Un peladito habilidoso muy conocido de él le daba un pase, con la pelota en los pies, ya marcado por dos rivales, amagaba para dentro y salía para afuera. Los dos rivales quedaban atrás y cuando el central se le venía al humo tocaba al costado con el peladito, que no era otro que Iniesta, que le devolvía la pared pelota al frente para encarar al último hombre y disponerse a darle al arco. Con un rápido movimiento de piernas corría hacia adentro, como si quisiera salir del área, justo lo necesario para ganarle unos centímetros al defensor y enfrentar el achique del arquero. El final de la jugada fue suficiente para el título de los diarios de su país, España: "Genial vaselina de Messi para el triunfo de la Roja". "Messi, el puto amo" fue también otro titular del diario Marca.
Al día siguiente todos los medios repetían hasta el cansancio que gracias a este chiquitín que de niño llegó a España y eligió jugar para ese país en lugar de su Argentina natal, España había conseguido el Mundial del 2010 y se encaminaba a repetir el éxito en Brasil 2014. Nadie podía olvidar ese duelo en Sudáfrica 2010 cuando la España de Messi enfrentó a la Argentina dirigida por Maradona, una albiceleste perdida en la cancha sin muchos secretos tácticos que fue goleada 4 a 0 con un baile de Messi, Iniesta y compañía.

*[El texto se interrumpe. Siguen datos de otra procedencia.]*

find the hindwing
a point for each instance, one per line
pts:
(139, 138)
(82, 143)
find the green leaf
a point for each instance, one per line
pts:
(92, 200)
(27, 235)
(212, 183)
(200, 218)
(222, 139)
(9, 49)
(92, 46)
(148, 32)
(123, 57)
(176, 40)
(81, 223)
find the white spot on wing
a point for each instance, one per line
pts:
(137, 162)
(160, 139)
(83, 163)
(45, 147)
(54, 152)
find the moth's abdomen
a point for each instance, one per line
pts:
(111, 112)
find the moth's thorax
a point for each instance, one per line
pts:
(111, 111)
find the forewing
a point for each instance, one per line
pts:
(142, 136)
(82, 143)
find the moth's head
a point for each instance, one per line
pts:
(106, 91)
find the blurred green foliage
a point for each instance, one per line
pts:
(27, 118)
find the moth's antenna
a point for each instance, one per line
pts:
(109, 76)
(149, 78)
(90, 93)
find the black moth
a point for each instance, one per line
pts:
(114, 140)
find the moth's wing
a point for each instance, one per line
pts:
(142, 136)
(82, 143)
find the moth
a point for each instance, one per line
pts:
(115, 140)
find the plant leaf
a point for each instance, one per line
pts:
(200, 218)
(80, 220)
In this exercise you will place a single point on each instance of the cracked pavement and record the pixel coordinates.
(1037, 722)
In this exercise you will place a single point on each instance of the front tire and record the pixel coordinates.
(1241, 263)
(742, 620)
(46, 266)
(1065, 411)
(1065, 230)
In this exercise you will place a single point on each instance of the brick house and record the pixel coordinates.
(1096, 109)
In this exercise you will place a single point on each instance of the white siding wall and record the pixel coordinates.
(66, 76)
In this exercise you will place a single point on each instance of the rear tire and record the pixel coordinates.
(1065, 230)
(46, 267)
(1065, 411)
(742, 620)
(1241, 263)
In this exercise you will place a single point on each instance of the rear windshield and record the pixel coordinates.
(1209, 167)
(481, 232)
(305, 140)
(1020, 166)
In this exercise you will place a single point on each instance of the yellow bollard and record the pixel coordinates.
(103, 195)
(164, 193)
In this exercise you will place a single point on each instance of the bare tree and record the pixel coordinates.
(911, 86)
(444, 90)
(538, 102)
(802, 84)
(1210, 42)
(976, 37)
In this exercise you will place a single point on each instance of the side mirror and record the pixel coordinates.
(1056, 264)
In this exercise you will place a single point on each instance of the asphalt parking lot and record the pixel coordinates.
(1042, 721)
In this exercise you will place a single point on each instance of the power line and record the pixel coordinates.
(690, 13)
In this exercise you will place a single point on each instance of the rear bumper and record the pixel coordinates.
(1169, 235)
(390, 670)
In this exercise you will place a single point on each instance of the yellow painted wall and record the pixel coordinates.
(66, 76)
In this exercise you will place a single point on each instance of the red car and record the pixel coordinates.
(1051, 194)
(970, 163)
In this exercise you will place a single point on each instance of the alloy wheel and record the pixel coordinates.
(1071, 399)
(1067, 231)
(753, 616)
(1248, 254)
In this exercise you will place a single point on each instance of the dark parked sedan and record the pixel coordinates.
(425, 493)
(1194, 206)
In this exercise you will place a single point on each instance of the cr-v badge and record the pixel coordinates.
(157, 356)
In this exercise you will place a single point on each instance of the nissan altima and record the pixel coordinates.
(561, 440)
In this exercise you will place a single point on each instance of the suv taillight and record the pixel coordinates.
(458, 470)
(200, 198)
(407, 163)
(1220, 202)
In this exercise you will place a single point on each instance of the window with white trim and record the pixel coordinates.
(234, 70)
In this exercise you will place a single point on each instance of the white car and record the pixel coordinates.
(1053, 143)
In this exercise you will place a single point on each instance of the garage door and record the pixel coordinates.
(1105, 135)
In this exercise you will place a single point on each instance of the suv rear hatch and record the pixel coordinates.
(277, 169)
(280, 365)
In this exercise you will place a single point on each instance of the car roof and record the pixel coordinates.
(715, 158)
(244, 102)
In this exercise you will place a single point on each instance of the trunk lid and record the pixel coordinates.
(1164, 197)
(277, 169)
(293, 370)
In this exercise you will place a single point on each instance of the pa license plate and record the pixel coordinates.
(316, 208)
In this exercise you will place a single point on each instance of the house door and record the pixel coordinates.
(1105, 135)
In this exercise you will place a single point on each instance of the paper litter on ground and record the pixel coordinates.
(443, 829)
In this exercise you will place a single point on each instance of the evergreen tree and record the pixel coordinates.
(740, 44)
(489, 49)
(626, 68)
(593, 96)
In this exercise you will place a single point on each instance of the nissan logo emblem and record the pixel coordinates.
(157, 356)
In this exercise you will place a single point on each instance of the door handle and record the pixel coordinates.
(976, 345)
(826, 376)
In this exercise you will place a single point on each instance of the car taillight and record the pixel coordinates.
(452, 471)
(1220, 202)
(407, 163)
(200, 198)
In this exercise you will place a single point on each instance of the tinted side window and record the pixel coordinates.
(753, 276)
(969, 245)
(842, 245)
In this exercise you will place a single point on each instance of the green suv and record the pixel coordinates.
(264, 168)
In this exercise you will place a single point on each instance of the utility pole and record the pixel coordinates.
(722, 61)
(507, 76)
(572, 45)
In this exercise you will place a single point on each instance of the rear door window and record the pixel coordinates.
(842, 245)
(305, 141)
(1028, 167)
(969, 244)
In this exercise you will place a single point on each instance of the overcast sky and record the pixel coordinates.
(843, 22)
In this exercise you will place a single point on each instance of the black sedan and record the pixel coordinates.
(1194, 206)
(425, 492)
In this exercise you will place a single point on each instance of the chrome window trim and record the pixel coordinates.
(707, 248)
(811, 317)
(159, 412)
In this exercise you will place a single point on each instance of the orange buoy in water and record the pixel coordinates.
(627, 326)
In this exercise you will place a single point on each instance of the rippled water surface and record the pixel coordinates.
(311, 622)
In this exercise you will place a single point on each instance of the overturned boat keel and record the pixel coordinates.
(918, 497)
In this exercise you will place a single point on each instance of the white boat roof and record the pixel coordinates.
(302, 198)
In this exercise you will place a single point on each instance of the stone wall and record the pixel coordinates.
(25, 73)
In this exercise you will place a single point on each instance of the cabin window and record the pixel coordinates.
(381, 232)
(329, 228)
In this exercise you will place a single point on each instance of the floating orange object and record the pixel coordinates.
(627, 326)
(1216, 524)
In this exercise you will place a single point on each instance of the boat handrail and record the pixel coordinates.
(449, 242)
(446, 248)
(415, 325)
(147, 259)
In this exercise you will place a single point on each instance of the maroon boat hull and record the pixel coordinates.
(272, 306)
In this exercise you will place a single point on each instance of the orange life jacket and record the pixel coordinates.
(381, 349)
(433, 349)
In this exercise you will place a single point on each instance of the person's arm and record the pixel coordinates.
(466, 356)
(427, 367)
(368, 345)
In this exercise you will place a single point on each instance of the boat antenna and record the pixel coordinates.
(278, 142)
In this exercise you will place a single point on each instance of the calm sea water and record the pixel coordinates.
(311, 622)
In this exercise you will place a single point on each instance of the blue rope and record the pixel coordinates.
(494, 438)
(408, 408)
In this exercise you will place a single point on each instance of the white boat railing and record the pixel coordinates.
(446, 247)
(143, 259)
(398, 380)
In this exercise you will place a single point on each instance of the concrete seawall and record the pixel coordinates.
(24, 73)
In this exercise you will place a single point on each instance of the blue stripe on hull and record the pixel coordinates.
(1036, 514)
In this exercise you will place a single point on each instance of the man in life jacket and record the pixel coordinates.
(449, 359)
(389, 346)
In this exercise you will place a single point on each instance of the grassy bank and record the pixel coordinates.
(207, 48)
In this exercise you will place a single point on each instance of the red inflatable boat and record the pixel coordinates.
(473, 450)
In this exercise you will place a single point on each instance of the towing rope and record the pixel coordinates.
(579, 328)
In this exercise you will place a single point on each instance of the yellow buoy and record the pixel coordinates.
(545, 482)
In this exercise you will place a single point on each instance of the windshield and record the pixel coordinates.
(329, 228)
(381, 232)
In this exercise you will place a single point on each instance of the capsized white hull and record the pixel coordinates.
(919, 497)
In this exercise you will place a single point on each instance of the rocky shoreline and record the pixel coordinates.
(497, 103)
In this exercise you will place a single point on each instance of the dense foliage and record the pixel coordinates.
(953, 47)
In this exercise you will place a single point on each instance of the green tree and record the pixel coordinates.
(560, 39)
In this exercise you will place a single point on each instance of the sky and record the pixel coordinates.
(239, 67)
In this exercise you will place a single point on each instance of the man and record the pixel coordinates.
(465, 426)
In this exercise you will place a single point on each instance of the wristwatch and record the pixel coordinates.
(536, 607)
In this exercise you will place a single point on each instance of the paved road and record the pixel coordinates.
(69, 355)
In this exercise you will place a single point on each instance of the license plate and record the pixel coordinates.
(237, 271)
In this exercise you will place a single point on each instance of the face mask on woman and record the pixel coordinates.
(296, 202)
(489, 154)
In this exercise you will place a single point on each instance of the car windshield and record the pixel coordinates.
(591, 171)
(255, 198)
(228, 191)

Ese día Leo se fue a dormir pensando en la última noticia que le habían dado sus abogados. La fiscalía española desestimaba la denuncia por fraude impositivo contra él. Era lo que se esperaba. Si Messi se presentaba para rey seguro sacaban a Felipe y lo ponían a Leo. Pensó en lo maravillosa que era su vida desde el momento en que el Barcelona le pagó el tratamiento hormonal y que, en una decisión durísima, había elegido nacionalizarse español. Cerró los ojos y se durmió.
La incomodidad, los nervios, se apoderaron de él. Sudaba. Sintió la imperiosa necesidad de levantarse a leer los diarios. En su móvil entró a uno. El título principal, con letra gigante y una foto aún más grande de él mirando al suelo, decía: "Cebollitas, otra final perdida". Más abajo había decenas de notas relacionadas, casi todas hablaban de él. Una criticaba que no cantaba el himno, en la otra alguien opinaba que Messi en las finales era un pecho frío. Otra nota recordaba los éxitos de Maradona. Un columnista aseguraba que "estos europeos que vienen a desgano a jugar con la gloriosa celeste y blanca no tienen que venir más. Que se queden allá, en Barcelona, Londres, Milan. Hay que llamar a los que saben lo que es la presión de una cancha argentina. Basta de nombres. Queremos hombres".
Un sin fin de imágenes sobre derrotas y duras críticas cruzaron su mente como en una película. En las últimas incluso alguien pedía que no lo dejaran entrar al país. Las palabras que se repetían eran pecho frío, burro, no le llega a los tobillos, falta de personalidad. De repente, se despertó y comprendió, respirando aliviado, lo que había pasado.
-Anto, tuve un sueño, decía Leo sentándose a desayunar en su casa de Castelldefels.
-Qué soñaste amor -respondía ella.
-Que jugaba para Argentina. Ambos sonrieron y siguieron comiendo jamón Cinco Jotas. El diario sobre la mesa, El País, decía en un pequeño artículo: "Tras el segundo título del mundo de Leo con España, en Argentina se siguen lamentando". Los argentinos trataban de pecho frío a Dybala, Agüero e Icardi.